Und Clemens hofft, dass er mit seinen Maßnahmen den Stundenausfall wenigstens halbieren kann. Nach der Veröffentlichung eines Entwurfs am 11. März hat er nun auf der Kabinettssitzung am 27. Mai das finale Maßnahmenpaket vorgestellt. Dem vorausgegangen waren mehrere Anhörungen sowie zahlreiche Beratungen mit Schulleitungen, Lehrkräften, Gewerkschaften, Verbänden und Fachpolitikern.

Gegenüber dem Entwurf gibt es zwei wichtige Änderungen, teilte das Kultusministerium mit:

1. Die Altersermäßigung, die aktuell ab dem 58. Lebensjahr greift, wird künftig ab dem 60. Lebensjahr gewährt und nicht wie ursprünglich vorgesehen ab dem 63. Lebensjahr. Damit wird das Anliegen zahlreicher Lehrkräfte aufgegriffen.

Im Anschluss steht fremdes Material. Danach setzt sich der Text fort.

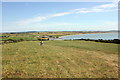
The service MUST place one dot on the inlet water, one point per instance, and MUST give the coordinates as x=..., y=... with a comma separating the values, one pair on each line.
x=104, y=36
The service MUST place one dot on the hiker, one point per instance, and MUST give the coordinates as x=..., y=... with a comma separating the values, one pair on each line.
x=41, y=43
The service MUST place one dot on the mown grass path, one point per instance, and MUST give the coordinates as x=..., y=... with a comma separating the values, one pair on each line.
x=60, y=59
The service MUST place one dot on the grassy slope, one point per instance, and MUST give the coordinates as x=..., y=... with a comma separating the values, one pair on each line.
x=60, y=59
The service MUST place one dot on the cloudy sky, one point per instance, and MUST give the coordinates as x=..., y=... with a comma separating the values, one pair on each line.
x=59, y=16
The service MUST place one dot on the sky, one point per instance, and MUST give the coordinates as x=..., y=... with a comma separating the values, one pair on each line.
x=59, y=16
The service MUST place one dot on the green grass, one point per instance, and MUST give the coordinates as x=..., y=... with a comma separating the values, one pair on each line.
x=60, y=59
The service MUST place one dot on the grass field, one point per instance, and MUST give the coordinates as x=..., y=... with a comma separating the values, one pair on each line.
x=60, y=59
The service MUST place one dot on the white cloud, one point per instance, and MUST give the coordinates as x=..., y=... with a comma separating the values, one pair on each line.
x=113, y=5
x=61, y=14
x=31, y=20
x=101, y=8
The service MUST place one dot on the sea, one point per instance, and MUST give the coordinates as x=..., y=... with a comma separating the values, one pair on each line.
x=104, y=36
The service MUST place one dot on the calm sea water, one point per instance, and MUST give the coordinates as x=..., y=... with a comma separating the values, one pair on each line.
x=104, y=36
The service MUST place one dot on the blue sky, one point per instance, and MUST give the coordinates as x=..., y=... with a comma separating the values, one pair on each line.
x=59, y=16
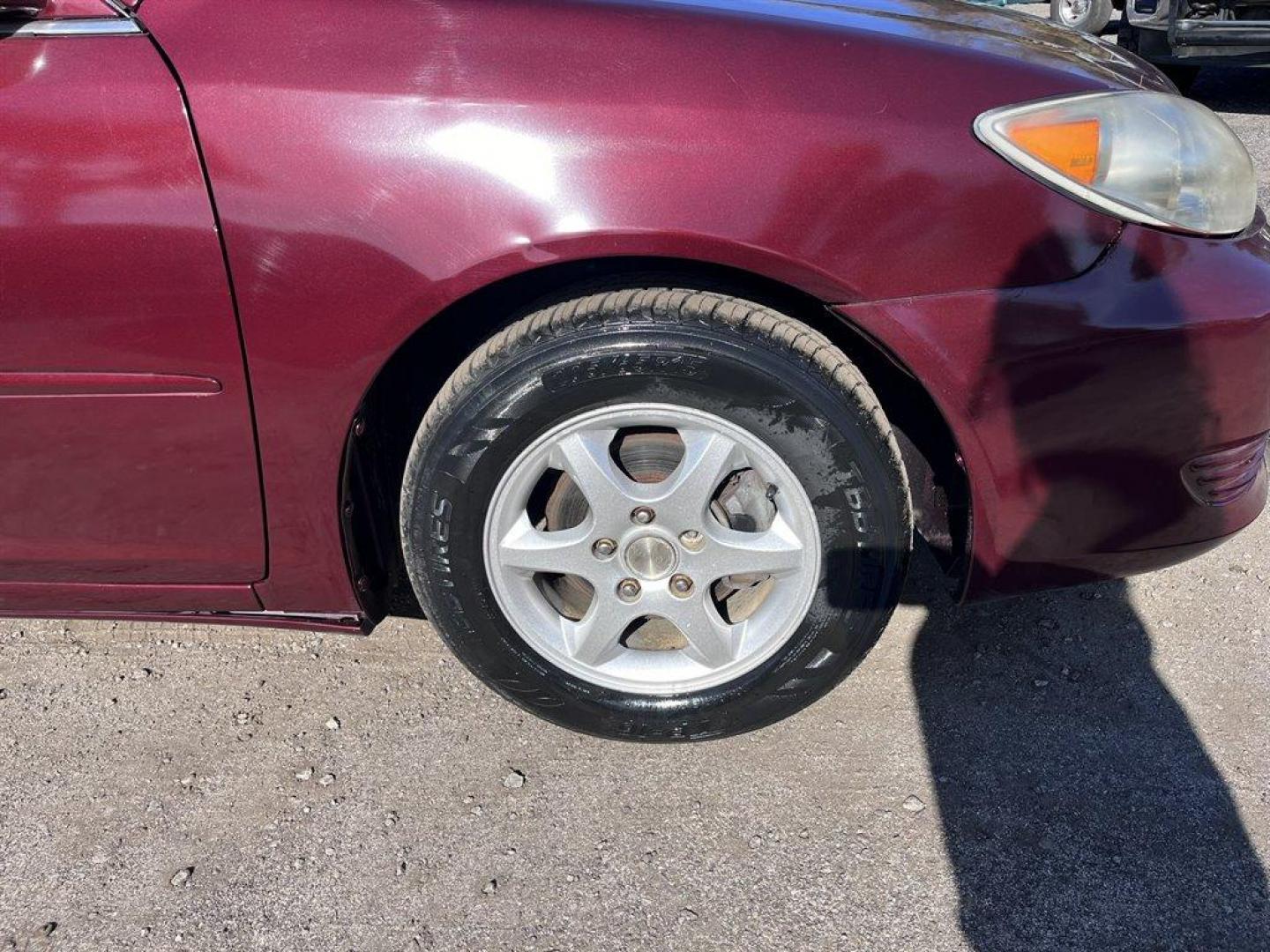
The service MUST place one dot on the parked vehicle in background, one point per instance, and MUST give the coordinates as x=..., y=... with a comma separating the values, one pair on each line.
x=1177, y=36
x=600, y=335
x=1181, y=36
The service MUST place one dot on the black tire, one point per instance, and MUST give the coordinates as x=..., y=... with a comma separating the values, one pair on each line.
x=1094, y=20
x=729, y=357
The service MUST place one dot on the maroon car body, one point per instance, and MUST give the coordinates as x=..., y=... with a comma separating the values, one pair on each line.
x=235, y=233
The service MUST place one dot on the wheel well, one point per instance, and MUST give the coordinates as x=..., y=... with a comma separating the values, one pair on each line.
x=394, y=405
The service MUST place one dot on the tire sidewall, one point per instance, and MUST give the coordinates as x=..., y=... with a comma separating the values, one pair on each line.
x=828, y=442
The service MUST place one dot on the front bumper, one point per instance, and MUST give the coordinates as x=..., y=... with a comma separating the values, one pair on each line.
x=1079, y=406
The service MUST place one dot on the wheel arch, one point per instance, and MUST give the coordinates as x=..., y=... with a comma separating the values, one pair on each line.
x=384, y=427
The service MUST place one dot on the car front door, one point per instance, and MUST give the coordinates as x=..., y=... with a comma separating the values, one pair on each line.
x=127, y=453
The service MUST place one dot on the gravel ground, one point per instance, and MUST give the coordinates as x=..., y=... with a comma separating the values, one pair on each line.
x=1076, y=770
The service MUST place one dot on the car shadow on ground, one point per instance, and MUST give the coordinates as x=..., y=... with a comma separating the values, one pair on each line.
x=1080, y=807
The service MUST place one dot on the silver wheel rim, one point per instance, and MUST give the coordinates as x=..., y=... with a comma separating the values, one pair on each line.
x=643, y=532
x=1073, y=11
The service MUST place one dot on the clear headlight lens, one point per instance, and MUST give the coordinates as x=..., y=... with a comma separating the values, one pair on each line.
x=1149, y=158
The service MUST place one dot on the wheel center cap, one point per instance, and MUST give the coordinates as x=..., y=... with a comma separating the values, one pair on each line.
x=651, y=557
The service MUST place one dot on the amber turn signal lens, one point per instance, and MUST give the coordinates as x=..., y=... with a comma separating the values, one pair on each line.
x=1070, y=147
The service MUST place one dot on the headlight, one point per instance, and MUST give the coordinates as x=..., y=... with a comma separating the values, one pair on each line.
x=1149, y=158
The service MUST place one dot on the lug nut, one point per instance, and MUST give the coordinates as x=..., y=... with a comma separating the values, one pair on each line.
x=692, y=539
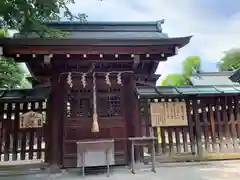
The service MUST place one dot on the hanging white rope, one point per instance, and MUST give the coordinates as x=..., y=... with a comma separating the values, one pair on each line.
x=84, y=83
x=69, y=79
x=95, y=126
x=107, y=79
x=119, y=78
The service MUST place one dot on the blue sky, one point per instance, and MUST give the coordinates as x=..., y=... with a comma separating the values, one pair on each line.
x=214, y=24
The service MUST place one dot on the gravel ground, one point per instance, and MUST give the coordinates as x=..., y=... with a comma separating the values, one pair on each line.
x=180, y=171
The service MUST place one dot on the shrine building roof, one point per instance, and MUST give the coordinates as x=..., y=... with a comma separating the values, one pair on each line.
x=93, y=33
x=15, y=95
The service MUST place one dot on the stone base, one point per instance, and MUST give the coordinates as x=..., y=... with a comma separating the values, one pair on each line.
x=53, y=168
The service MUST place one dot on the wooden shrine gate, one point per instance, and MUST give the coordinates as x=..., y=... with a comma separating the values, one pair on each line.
x=78, y=119
x=213, y=129
x=20, y=141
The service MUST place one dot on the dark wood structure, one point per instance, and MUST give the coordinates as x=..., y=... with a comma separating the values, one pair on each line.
x=124, y=53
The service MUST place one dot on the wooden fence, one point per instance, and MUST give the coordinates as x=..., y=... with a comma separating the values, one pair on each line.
x=16, y=143
x=213, y=126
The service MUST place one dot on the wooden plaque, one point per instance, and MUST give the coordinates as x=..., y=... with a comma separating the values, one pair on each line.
x=168, y=114
x=31, y=119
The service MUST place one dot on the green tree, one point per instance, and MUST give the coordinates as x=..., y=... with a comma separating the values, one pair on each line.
x=176, y=80
x=25, y=15
x=231, y=61
x=191, y=65
x=12, y=75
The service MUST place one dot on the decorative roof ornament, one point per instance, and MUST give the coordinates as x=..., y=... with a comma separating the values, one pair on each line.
x=159, y=25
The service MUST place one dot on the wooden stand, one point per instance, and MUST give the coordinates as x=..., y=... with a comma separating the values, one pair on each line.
x=143, y=141
x=105, y=146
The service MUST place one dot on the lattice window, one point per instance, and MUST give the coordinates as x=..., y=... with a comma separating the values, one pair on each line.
x=109, y=103
x=79, y=103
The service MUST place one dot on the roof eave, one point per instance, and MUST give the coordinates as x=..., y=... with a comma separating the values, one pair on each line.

2. Die Änderung der Sächsischen Lehrkräfte-Arbeitszeitverordnung, die u.a. die Altersermäßigung betrifft, wird bis zum 31. Januar 2030 evaluiert und tritt zum 31. Juli 2030 außer Kraft. Damit wird verdeutlicht, dass die Maßnahmen in der aktuellen Situation mit hohem Unterrichtsausfall notwendig, aber zeitlich begrenzt sind.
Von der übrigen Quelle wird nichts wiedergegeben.